20m: 14080kHz + 14100kHz
Random disabled and Dither disabled
Preamp OFF: Noise Floor = -118dBm
Inputs each dBm -15 -20 -30 -40 -50 -60 -70
No third signal
IM @ - ∆f dBm -97 -94 -91 -91 -95 -100 -116
IM @ +∆f dBm -96 -98 -94 -92 -95 -100 -116
IM3DR dB 40 46
Third signal -52dBm*
IM @ - ∆f dBm -94 -91 -92 -100 -114 -
IM @ +∆f dBm -98 -94 -92 -100 -114 -
IM3DR dB 50 54
Third signal -47dBm*
IM @ - ∆f dBm -94 -92 -93 -114 - -
IM @ +∆f dBm -98 -93 -94 -114 - -
IM3DR dB 53 64
Third signal -14dBm*
IM @ - ∆f dBm -112 -112 -114 - - -
IM @ +∆f dBm -112 -112 -114 - - -
IM3DR dB 82 74


Frequency of the third signal: anywhere between 1 and 30MHz (except harmonics and IMs)

*Approximate signal level, the limit is fuzzy: at levels up to about 10dB higher IM signals vary between nil and MDS


With very strong third signals (S9+60dB), an improvement of the IM3DR of approximately 30db is achieved.
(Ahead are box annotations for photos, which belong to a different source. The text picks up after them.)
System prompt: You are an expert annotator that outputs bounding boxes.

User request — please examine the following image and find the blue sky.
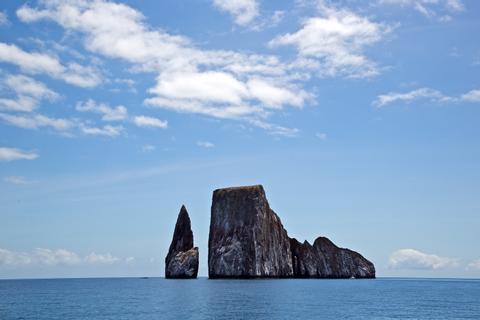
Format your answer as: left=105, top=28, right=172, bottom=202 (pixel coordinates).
left=0, top=0, right=480, bottom=278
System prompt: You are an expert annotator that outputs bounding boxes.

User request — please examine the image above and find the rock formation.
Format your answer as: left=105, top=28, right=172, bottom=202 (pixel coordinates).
left=165, top=206, right=198, bottom=279
left=208, top=185, right=293, bottom=278
left=208, top=185, right=375, bottom=278
left=290, top=237, right=375, bottom=278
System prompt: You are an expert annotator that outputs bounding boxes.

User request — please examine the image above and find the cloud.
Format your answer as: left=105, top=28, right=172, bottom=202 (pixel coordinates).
left=378, top=0, right=465, bottom=22
left=388, top=249, right=458, bottom=270
left=461, top=89, right=480, bottom=102
left=197, top=141, right=215, bottom=149
left=467, top=259, right=480, bottom=270
left=372, top=88, right=480, bottom=107
left=79, top=124, right=124, bottom=138
left=17, top=0, right=308, bottom=136
left=0, top=75, right=59, bottom=112
left=0, top=113, right=75, bottom=132
left=373, top=88, right=452, bottom=107
left=269, top=1, right=390, bottom=78
left=75, top=99, right=128, bottom=121
left=3, top=176, right=34, bottom=185
left=315, top=132, right=328, bottom=141
left=0, top=147, right=38, bottom=161
left=213, top=0, right=259, bottom=26
left=0, top=42, right=102, bottom=88
left=0, top=11, right=8, bottom=26
left=133, top=116, right=168, bottom=129
left=142, top=144, right=156, bottom=152
left=85, top=252, right=120, bottom=264
left=0, top=248, right=122, bottom=267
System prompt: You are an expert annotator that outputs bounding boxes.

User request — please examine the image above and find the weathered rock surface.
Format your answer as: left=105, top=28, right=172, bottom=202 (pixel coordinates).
left=290, top=237, right=375, bottom=278
left=208, top=185, right=375, bottom=278
left=165, top=206, right=198, bottom=279
left=208, top=185, right=293, bottom=278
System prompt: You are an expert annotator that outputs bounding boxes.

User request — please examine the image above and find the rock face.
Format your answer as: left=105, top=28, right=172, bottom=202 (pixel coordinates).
left=208, top=185, right=293, bottom=278
left=165, top=206, right=198, bottom=279
left=290, top=237, right=375, bottom=278
left=208, top=185, right=375, bottom=278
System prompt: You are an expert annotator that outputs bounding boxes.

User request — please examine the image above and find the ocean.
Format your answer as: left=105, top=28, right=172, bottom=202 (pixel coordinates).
left=0, top=278, right=480, bottom=320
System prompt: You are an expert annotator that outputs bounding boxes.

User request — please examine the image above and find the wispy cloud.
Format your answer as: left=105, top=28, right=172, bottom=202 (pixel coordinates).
left=3, top=176, right=35, bottom=185
left=197, top=141, right=215, bottom=149
left=0, top=11, right=8, bottom=26
left=315, top=132, right=328, bottom=141
left=0, top=74, right=59, bottom=112
left=0, top=113, right=75, bottom=132
left=213, top=0, right=259, bottom=26
left=80, top=124, right=124, bottom=137
left=269, top=1, right=391, bottom=78
left=0, top=248, right=122, bottom=267
left=388, top=249, right=458, bottom=270
left=0, top=42, right=102, bottom=88
left=17, top=0, right=308, bottom=136
left=372, top=88, right=480, bottom=107
left=142, top=144, right=157, bottom=152
left=0, top=147, right=38, bottom=161
left=378, top=0, right=465, bottom=22
left=133, top=116, right=168, bottom=129
left=467, top=259, right=480, bottom=270
left=75, top=99, right=128, bottom=121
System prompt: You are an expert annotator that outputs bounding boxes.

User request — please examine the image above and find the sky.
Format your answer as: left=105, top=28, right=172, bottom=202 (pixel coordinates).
left=0, top=0, right=480, bottom=278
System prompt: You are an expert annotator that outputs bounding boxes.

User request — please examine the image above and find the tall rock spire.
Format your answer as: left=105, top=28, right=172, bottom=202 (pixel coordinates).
left=165, top=206, right=198, bottom=279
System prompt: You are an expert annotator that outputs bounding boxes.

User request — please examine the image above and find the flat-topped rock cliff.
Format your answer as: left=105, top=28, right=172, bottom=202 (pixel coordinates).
left=208, top=185, right=375, bottom=278
left=208, top=185, right=293, bottom=278
left=165, top=206, right=198, bottom=279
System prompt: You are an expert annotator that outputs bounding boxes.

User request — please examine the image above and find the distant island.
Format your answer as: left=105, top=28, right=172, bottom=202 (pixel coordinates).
left=165, top=185, right=375, bottom=279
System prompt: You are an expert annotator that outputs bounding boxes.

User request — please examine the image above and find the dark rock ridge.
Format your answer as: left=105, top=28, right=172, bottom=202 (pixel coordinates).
left=290, top=237, right=375, bottom=278
left=208, top=185, right=375, bottom=278
left=165, top=206, right=198, bottom=279
left=208, top=186, right=293, bottom=278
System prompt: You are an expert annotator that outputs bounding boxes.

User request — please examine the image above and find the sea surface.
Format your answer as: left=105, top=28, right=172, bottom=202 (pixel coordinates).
left=0, top=278, right=480, bottom=320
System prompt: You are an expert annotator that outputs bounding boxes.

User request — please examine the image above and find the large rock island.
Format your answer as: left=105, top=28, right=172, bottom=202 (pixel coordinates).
left=208, top=185, right=375, bottom=278
left=165, top=206, right=198, bottom=279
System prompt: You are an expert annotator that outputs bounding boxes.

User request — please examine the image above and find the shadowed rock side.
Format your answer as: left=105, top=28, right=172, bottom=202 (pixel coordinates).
left=290, top=237, right=375, bottom=278
left=208, top=185, right=375, bottom=278
left=165, top=206, right=198, bottom=279
left=208, top=185, right=293, bottom=278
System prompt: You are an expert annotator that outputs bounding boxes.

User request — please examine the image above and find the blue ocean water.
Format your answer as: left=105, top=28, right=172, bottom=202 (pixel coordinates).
left=0, top=278, right=480, bottom=320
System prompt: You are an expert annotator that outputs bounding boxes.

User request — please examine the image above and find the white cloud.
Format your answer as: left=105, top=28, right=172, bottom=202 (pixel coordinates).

However, this is not as much as with "Dither" and "Random" enabled (copy from above):

20m: 14080kHz + 14100kHz
Random enabled and Dither enabled
Preamp OFF: Noise Floor = -114dBm
Inputs each dBm -15 -20 -30 -40 -50 -60 -70
IM @ - ∆f dBm -113 - - - - - -
IM @ +∆f dBm -114 - - - - - -
IM3DR dB 98.5


Now, of course, the next step was to connect my DX-88 8-band trap vertical instead of the third signal generator (no filters between antenna and Mercury):

Random disabled and Dither disabled
Band Preamp Noise floor UTC max gen level
for IM3 < MDS
Comment IM3DR
20m OFF -114dBm 15:30 -50 dBm varies slightly with time 64dB
ON -115dBm -41dBm (fading effects?) 74dB
40m OFF -108dBm 16:0 -40 dBm varies slightly 68dB
ON -108dBm -24dBm 84dB
80m OFF -97dBm 16:10 -34 dBm varies slightly 63dB
ON -97dBm -22dBm just before ADC Overload! 75dB
15m OFF -114dBm 16:20 -46 dBm varies by several dB 68dB
ON -116dBm -40dBm 76dB
10m OFF -116dBm 16:30 -47 dBm varies by several dB 69dB
ON -123dBm -45dBm 78dB
6m OFF -118dBm 16:40 -46 dBm varies slightly 72dB
ON -136dBm -50dBm 86dB

CONCLUSION

The antenna has about the same effect as a third signal generator. Enabling "Dither" and "Random" results in a much higher IM3DR, however. Therefore, I think if a band is heavily congest­ed, it is preferable to enable "Dither" and "Random" and to accept the degradation of sensitivity of 4dB.